KogoLab Research & Review

遊ぶように生きる。Vivi kiel Ludi.

恐るべき2歳児/さるさる日記のWeb日記

 昨日は、さて日記を書こう、とエディタを広げたまではよかったが、眠くなってしまい、かけずじまいだった。そんな日もある。今日、起きてみるとなんだか身体がだるい。妻も同じ症状。変な天気のせいか。一日中、でれでれとして過ごす。

 妻によると、「恐るべき2歳児」という言葉があるそうだ。自我が芽生えてきて、言葉もわかりかけてくる。そうすると、なんでも「自分でやる」と主張し、自分ができないものは「あなたがやれ」と命令する。そして、自分が嫌なものは「いやいやいや」と叫ぶ。

 言葉がわかる、とはいっても、まだ時間の感覚があやふやだから、約束ができない。「これは明日やろうね」といっても、「明日」がよくわからないので「いやいやいや」ということになる。

 歯を磨かせるために、ジュースを好子(ごほうび)として使う。「ジュースを飲んだら歯を磨こうね」という約束をさせるのだが、これは失敗する。約束の概念がまだないので、ジュースを飲んでも歯を磨かせようとしない。歯を磨いた「直後」に好子(ジュース)を与えることが必要なのだが、そうすると歯を磨いた意味がなくなってしまう。ジュースに代わる好子を見つけださねばならない。行動分析学に基づくしつけはけっして機械的な訓練ではなく、創造性を発揮しなければならない仕事だということがよくわかる。
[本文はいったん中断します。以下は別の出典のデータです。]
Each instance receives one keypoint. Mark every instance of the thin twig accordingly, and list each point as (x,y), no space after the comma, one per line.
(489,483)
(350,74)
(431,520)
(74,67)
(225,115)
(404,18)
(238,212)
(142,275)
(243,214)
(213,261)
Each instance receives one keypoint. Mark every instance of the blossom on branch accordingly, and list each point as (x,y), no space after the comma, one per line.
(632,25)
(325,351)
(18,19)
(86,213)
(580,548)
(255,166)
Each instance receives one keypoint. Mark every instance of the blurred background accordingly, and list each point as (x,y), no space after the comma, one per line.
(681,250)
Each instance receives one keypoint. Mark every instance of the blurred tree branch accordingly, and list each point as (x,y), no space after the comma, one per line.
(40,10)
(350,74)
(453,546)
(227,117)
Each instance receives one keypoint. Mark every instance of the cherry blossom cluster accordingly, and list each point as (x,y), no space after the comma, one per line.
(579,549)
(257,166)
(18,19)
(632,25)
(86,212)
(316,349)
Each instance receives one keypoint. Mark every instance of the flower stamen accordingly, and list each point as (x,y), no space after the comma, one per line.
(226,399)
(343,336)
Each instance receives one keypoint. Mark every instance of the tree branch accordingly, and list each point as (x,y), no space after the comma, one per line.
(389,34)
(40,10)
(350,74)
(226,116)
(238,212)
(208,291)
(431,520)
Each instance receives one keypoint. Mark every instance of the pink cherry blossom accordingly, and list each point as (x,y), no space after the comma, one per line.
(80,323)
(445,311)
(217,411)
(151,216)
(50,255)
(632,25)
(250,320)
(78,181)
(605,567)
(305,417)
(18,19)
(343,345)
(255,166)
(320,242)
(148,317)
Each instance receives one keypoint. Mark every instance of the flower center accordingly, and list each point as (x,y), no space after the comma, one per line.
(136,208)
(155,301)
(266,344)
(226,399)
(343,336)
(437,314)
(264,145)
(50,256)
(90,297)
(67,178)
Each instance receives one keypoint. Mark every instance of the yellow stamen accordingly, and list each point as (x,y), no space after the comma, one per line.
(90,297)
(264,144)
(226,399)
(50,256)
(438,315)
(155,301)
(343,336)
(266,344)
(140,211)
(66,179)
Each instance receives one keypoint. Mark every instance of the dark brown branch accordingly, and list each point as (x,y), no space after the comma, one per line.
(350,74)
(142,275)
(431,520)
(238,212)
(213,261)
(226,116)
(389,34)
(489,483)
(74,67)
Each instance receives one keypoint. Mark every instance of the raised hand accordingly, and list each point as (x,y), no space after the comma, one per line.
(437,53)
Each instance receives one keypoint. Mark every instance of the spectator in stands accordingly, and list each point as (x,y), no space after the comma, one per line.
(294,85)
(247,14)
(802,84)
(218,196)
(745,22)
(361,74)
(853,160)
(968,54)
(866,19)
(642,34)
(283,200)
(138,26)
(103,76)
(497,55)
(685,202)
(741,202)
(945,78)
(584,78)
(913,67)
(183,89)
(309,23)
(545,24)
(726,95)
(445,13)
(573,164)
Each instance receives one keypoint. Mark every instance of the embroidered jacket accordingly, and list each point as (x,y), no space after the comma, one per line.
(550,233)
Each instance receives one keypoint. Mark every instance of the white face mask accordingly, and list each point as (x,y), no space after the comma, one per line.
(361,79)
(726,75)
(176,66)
 最近、「さるさる日記」というサービスサイトで書かれているWeb日記に注目している。このサイトは日記を書くことに特化したサービスで、システムがシンプルで書きやすい。その中で書かれているWeb日記は「プライベートな日記」をそのまま転送したような日記が多い。

 日記猿人に登録しているWeb日記は、「日記猿人というある種のコミュニティに属しているような感覚」と「それに基づいて、他者が書いた日記内容への言及や日記書き行動への言及」があることが特徴だ。これはさるさる日記に登録しているWeb日記にはほとんど見られない特徴だ。さるさる日記で書いて日記猿人に登録している日記もあるけれども、例外的だ。むしろこの場合、日記猿人でのWeb日記として分類されるべきだろう。

 さるさる日記の日記をいくつか読んでみると、読者への意識や配慮は弱い。また、他の日記に対する言及はほとんど見られない。また、自分の日記ページに対するデザイン的なこだわりも少ない。これは背景やテキストの色を変えたり、背景に画像を貼ったりすることはできるものの、基本的にはテキストだけの勝負になっているせいだ。文章のスタイルは、改行文体(適度なところで改行をする)がほとんどである。

 日記猿人の日記にどっぷりつかってしまっている私にとって、さるさる日記の日記を読むことは新鮮だった。日記猿人では、明示的にも暗示的にも他者の日記内容に対する言及がよくある。暗示的であれば、「この文章はいったい誰のことを言っているのかな?」というような想像を否応なくめぐらせてしまう。トラブルが起これば、それはいっそう活発になる。ある人が提示したトピックをめぐってさまざまな意見が交わされることも日常的なことだ。それが日記猿人の日記の特徴だ。しかし、そうでない種類のWeb日記もある。

 淡々と毎日をつづる日記。うれしいことやむかついたことは起こるけれども、それは私の全く知らない人の日常のひとつとして起こる。私はその詳しい事情や背景を知らないし、日記作者もそれを詳しく説明しようとはしない。詳しく説明されれば、共感や反感が生まれるかもしれないが、そこまではいかない。読者への意識が薄いところで書かれているからだ。一方、読者も読み手としての意識は薄い。喫茶店で偶然となりの席に座った人の世間話を聞くような感覚に近い。

 そういう日記を読んでいると、またもうひとつ別のWeb日記のスタイルがあることを再確認する。